Roma, Giorgia Meloni visita i militari impegnati a Stazione Termini
Il sole non era ancora alto sopra i binari della Stazione Termini quando la presidente del Consiglio ha deciso di segnare il territorio con un’azione di presenza fisica e politica. Avvolta in un cappotto di panno grigio per schermarsi dal freddo pungente della capitale, Giorgia Meloni si è presentata davanti ai militari dell’Esercito, circondata dai berretti blu dell’Aves e da quelli amaranto della Folgore appartenenti al Terzo reggimento Savoia cavalleria. Tra selfie, sorrisi e strette di mano, la premier ha voluto inviare un segnale inequivocabile, successivamente affidato ai canali social per raggiungere il grande pubblico nel pomeriggio. Attraverso un post chiaro e diretto, ha rivendicato la scelta di potenziare i presidi nelle zone calde della città, accompagnando le immagini con parole che non lasciano spazio a interpretazioni circa la volontà dell’esecutivo di proseguire su questa strada.
«Altro che depotenziamento di Strade Sicure. Alla Stazione Termini e al Colosseo arrivano i carri Puma dell’Esercito italiano», ha spiegato Meloni. Con questo annuncio, la leader di Fratelli d’Italia ha voluto mettere un punto fermo su una questione che per settimane ha animato il dibattito interno alla maggioranza di centrodestra. La premier ha sottolineato l’importanza del ringraziamento ai militari impegnati quotidianamente nelle città per la difesa della sicurezza dei cittadini, blindando di fatto un’operazione che sembrava essere finita sotto la lente di ingrandimento per una possibile rimodulazione.

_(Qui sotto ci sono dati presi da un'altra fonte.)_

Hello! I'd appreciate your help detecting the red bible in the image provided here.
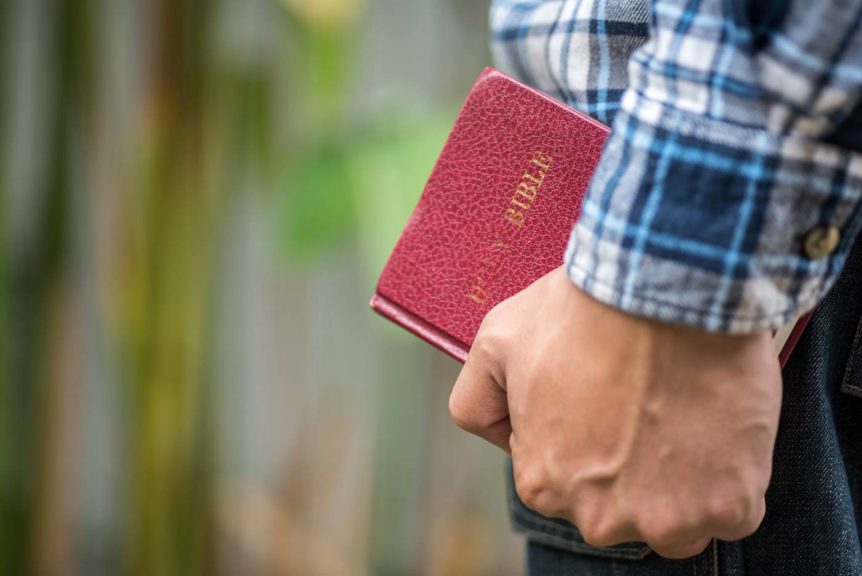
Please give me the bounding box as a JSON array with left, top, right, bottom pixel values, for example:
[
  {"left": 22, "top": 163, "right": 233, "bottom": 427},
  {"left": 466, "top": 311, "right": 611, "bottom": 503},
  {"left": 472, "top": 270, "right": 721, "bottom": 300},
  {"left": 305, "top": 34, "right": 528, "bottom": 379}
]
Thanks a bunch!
[{"left": 371, "top": 68, "right": 807, "bottom": 364}]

La vicenda si inserisce in un contesto di visioni differenti tra i vari attori del governo. Da una parte il ministro della Difesa Guido Crosetto, che da tempo suggerisce la necessità di riorganizzare l’impiego dei circa settemila militari attualmente dispiegati sul suolo nazionale. Dall’altro lato della barricata si trova la Lega di Matteo Salvini, che ha trasformato la permanenza dell’esercito nelle strade in una bandiera identitaria, richiamando le origini del progetto nato sotto l’ultimo governo Berlusconi.
Il blitz della premier sembra voler chiudere la contesa, mettendo la propria firma su una strategia che non arretra. Subito dopo l’uscita di Meloni, il partito si è compattato seguendo la scia della leader. «I tre blindati Puma schierati dal ministro Crosetto in aree particolarmente critiche di Roma, come la stazione Termini e il Colosseo, vanno nella direzione di aumentare la sicurezza delle grandi città e di recuperare queste zone che per colpa della sinistra sono diventate zone franche per criminali e spacciatori», ha confermato il capogruppo di FdI alla Camera, Galeazzo Bignami.
Il nuovo assetto prevede che i mezzi corazzati presidino Piazza dei Cinquecento e via Giolitti fino all’una del mattino, integrando i dispositivi già coordinati dalla Questura. In attesa del pacchetto sicurezza e delle nuove norme contro la microcriminalità urbana, la presidente del Consiglio ha chiarito che su questo terreno non accetterà sorpassi dagli alleati, né incertezze tattiche.